O longa, que estreou no Brasil no final de janeiro, retrata os 20 dias que antecederam a segunda posse presidencial de Donald Trump. Melania, além de protagonista, também assina a produção do filme.
Durante o monólogo de segunda-feira, 2, Kimmel ironizou a apresentadora da Fox News, Kayleigh McEnany, que celebrou a estreia acima do esperado do documentário e sugeriu que ele deveria ser indicado ao Oscar. McEnany ainda comentou: "E se ela fosse, seria a mais bem vestida de longe".
Em tom de deboche, Kimmel declarou: "Anotem o que eu digo: se Melania for indicado ao Oscar, eu apresentarei a cerimônia. Quer me peçam ou não.
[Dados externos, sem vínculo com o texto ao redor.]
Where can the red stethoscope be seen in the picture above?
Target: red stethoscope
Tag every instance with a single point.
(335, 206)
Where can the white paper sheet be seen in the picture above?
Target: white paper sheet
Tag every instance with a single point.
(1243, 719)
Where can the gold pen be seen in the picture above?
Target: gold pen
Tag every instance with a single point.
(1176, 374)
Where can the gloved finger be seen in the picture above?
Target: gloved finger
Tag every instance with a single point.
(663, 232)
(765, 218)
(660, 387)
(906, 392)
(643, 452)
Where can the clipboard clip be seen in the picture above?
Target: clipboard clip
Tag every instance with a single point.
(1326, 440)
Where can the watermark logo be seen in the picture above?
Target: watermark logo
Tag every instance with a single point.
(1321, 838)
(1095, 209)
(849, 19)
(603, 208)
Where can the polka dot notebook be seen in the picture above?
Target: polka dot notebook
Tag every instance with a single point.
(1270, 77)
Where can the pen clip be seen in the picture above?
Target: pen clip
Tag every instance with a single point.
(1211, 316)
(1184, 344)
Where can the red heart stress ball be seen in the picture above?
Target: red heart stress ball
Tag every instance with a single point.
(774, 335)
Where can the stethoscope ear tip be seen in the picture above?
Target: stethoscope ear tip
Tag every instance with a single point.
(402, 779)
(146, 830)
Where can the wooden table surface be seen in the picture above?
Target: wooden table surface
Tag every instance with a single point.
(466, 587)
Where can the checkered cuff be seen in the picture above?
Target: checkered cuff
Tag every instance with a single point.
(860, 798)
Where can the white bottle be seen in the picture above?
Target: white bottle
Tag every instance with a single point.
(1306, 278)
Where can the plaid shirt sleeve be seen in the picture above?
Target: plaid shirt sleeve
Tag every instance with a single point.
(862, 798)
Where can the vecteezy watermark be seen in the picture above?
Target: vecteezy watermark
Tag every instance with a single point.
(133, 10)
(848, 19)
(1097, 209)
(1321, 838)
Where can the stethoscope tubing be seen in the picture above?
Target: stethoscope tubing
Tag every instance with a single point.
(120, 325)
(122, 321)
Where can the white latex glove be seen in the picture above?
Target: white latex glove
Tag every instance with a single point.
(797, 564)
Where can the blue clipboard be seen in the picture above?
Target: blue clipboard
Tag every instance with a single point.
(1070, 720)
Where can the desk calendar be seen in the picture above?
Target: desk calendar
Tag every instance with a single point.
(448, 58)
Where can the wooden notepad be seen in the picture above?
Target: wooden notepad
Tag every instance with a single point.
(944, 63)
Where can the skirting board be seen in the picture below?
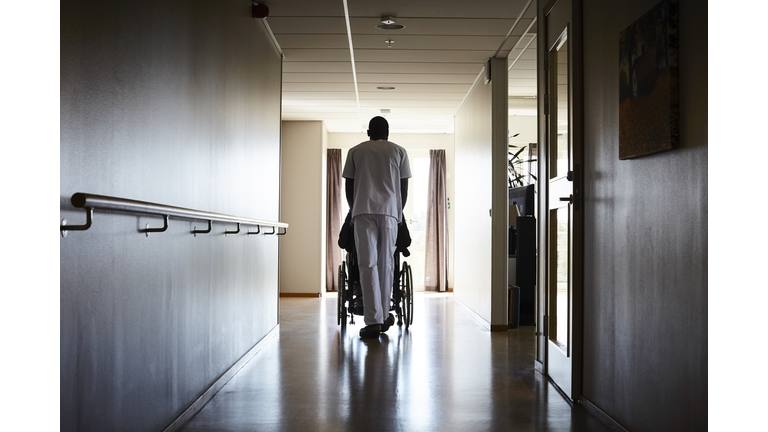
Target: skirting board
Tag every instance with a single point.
(197, 405)
(483, 323)
(597, 413)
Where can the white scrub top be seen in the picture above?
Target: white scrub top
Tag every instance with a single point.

Eu insistirei nisso".
No início do monólogo, Kimmel também brincou: "Melania tem uma avaliação de 7% no Rotten Tomatoes, mas na Fox News tem 100% de aprovação". O apresentador já comandou o Oscar em quatro ocasiões.
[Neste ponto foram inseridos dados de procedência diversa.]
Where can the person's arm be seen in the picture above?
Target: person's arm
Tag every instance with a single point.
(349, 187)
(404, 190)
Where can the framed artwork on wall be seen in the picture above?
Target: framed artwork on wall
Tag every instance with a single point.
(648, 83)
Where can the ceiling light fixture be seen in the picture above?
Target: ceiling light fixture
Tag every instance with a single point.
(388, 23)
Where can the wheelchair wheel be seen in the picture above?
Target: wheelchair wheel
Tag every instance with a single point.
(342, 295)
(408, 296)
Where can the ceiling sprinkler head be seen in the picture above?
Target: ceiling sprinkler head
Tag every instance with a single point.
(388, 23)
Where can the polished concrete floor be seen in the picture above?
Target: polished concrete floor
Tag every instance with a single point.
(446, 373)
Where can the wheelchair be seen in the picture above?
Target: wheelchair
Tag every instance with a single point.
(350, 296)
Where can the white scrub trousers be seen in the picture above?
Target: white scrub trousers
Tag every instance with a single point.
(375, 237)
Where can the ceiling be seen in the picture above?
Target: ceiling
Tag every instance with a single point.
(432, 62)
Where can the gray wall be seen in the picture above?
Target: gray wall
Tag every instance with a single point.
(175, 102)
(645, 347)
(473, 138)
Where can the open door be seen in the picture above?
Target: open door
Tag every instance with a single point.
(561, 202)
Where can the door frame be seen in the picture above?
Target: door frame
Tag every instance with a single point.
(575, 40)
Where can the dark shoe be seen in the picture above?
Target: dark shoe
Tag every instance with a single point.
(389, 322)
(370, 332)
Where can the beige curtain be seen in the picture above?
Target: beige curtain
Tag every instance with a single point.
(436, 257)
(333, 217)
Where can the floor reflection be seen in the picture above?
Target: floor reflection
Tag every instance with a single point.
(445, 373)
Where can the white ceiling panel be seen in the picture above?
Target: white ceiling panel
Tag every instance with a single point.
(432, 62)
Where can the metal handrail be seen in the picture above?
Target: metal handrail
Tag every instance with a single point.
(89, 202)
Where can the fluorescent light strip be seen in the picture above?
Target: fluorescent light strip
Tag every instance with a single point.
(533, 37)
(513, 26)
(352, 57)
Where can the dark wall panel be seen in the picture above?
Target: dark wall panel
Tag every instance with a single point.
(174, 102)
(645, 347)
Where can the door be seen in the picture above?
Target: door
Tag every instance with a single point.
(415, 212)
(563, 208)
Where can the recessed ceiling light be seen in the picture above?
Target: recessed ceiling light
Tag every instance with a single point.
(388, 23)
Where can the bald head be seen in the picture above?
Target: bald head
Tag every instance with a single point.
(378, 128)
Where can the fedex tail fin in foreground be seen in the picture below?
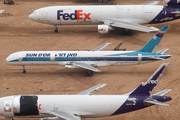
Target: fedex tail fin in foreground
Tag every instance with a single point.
(142, 96)
(153, 43)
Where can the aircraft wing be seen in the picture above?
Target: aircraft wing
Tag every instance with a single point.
(151, 3)
(128, 25)
(95, 88)
(85, 66)
(100, 47)
(176, 12)
(153, 101)
(155, 58)
(161, 93)
(1, 11)
(64, 115)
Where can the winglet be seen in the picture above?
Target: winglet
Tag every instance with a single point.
(151, 3)
(100, 47)
(148, 87)
(95, 88)
(153, 43)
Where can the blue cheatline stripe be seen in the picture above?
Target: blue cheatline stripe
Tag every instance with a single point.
(87, 59)
(164, 28)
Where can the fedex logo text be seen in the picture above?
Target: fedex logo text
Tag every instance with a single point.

Antes mesmo da estreia, Kimmel já havia criticado o documentário, chamando-o de "um suborno de 75 milhões de dólares que a Amazon fez para ela". O filme arrecadou 7 milhões de dólares nas bilheteiras e, segundo Kimmel, "bateu um recorde: foi a maior estreia para um projeto de vaidade não musical ou suborno corporativo descarado nos últimos 10 anos".
Em 2024, enquanto apresentava o Oscar, Kimmel interrompeu a transmissão para ler uma crítica negativa de Donald Trump ao evento. Pouco antes de Al Pacino anunciar o prêmio de melhor filme, Kimmel subiu ao palco e leu em voz alta o comentário de Trump nas redes sociais, no qual o ex-presidente questionava: "Já houve algum apresentador pior do que Jimmy Kimmel no Oscar? Sua abertura foi a de uma pessoa medíocre se esforçando demais para ser algo que não é e nunca poderá ser. Livrem-se de Kimmel e talvez o substituam por outro 'talento' decadente, porém barato, da ABC, George Slopanopoulos. Ele faria todos no palco parecerem maiores, mais fortes e mais glamorosos."
Já em setembro de 2025, a emissora americana ABC suspendeu o programa Jimmy Kimmel Live após críticas de republicanos sobre comentários do apresentador a respeito do assassinato do influenciador trumpista Charlie Kirk. Na ocasião, Kimmel relacionou o suspeito do crime ao movimento MAGA. O programa retornou ao ar ainda no mesmo mês.